Arkadaşım olsaydı ve arkadaşı ölmeseydi, arar 23:40'ta bunları anlatır mıydı acaba, dedim kendi kendime. Anlatırdı gibi geldi.
Ben anlatamadım; dilenmedim illa, dilenmedim, sevdim.
(30 Mayıs 2010, Sabiha Gökçen Havalimanı)
2 yazmadan duramayan var!:
Başlığı görür görmez "hah dedim, komik bir yazı geliyor" Peşinen Atfettiğimiz hükümler sebebi ile de yanılıyoruz yine.
Havaalanına gitmek için değil karsılamak için dahi gitmiş olsan da buram buram bir terkediş yazısı. Hem o otuz yaşındaki bir kez karşılaşılan adam gibi, hem de hiç yaşayamacaklarını terk etme hissi. Ben daha geçende çok değil yaklasık 3 gun önce "denemeye değer" diye bir cümle kurdum. Bildiğim en absürd iskambil kulesinden sanki yıkılmayacaktı. Varsın yıkılsın ne olacak. Kaynamadan dem olmuyor zira.
"kaynamadan dem olmuyor" cok basarili!
dramda daha iyiyim, komedi oynamak daha cetrefilli. bissuru yuz kasi oynatiyosun, goz alti kirisikliklarin oluyor falan... zor isler bunlar.

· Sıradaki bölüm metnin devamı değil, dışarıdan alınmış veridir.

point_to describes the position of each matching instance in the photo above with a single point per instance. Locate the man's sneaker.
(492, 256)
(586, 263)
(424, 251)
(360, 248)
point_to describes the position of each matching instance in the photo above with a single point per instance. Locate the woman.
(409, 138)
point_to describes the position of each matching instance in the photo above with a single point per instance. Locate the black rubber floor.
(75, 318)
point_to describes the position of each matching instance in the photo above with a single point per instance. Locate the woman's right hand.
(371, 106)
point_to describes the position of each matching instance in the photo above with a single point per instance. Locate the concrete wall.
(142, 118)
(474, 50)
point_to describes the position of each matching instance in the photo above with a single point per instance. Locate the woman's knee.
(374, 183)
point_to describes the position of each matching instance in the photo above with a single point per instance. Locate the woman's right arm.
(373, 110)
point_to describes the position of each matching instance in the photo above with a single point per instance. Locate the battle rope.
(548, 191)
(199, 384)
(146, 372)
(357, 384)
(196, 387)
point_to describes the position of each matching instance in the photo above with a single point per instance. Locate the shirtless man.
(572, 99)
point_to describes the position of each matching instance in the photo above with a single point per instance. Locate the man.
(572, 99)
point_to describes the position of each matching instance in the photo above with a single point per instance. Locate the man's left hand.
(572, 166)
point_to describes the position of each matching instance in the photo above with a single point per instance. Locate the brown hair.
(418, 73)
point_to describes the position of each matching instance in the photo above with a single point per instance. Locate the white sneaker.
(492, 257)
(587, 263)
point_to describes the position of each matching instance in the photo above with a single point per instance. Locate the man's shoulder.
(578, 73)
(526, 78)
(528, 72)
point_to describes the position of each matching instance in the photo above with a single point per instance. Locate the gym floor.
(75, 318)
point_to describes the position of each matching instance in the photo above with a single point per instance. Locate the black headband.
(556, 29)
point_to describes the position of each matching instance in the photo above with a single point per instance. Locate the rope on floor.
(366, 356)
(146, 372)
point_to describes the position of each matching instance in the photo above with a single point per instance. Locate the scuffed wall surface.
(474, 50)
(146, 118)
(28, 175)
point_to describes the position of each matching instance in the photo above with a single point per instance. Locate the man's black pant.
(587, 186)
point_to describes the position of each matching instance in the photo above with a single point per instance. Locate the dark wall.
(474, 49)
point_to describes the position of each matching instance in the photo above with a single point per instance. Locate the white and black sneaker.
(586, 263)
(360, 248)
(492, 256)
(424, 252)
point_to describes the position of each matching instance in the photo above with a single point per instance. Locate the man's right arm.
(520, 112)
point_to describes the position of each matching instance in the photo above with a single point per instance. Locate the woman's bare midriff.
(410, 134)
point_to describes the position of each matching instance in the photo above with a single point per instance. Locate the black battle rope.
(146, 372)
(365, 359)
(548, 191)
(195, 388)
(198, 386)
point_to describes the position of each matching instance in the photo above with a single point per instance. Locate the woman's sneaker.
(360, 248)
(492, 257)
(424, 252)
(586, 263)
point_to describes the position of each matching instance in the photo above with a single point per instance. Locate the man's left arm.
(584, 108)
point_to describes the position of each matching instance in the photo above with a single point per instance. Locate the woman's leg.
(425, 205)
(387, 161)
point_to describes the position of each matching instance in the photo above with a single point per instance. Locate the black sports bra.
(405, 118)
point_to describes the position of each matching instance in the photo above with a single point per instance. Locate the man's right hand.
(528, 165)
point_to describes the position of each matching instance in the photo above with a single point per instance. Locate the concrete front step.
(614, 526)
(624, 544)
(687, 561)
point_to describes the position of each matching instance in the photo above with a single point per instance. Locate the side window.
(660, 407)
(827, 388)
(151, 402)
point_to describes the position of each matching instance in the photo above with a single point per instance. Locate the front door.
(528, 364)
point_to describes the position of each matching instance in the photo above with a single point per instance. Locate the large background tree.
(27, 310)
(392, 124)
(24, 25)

terk edis mi, hic dusunmemistim ama belki de oyle. surekli terk edip geri donme halindeyim, isin garibi kimse fark etmiyor bunu. kendi icimde gidip gidip geliyorum, ya da gidip gelip geliyorum.
denemeye deger, denenecek bir sey varsa eger.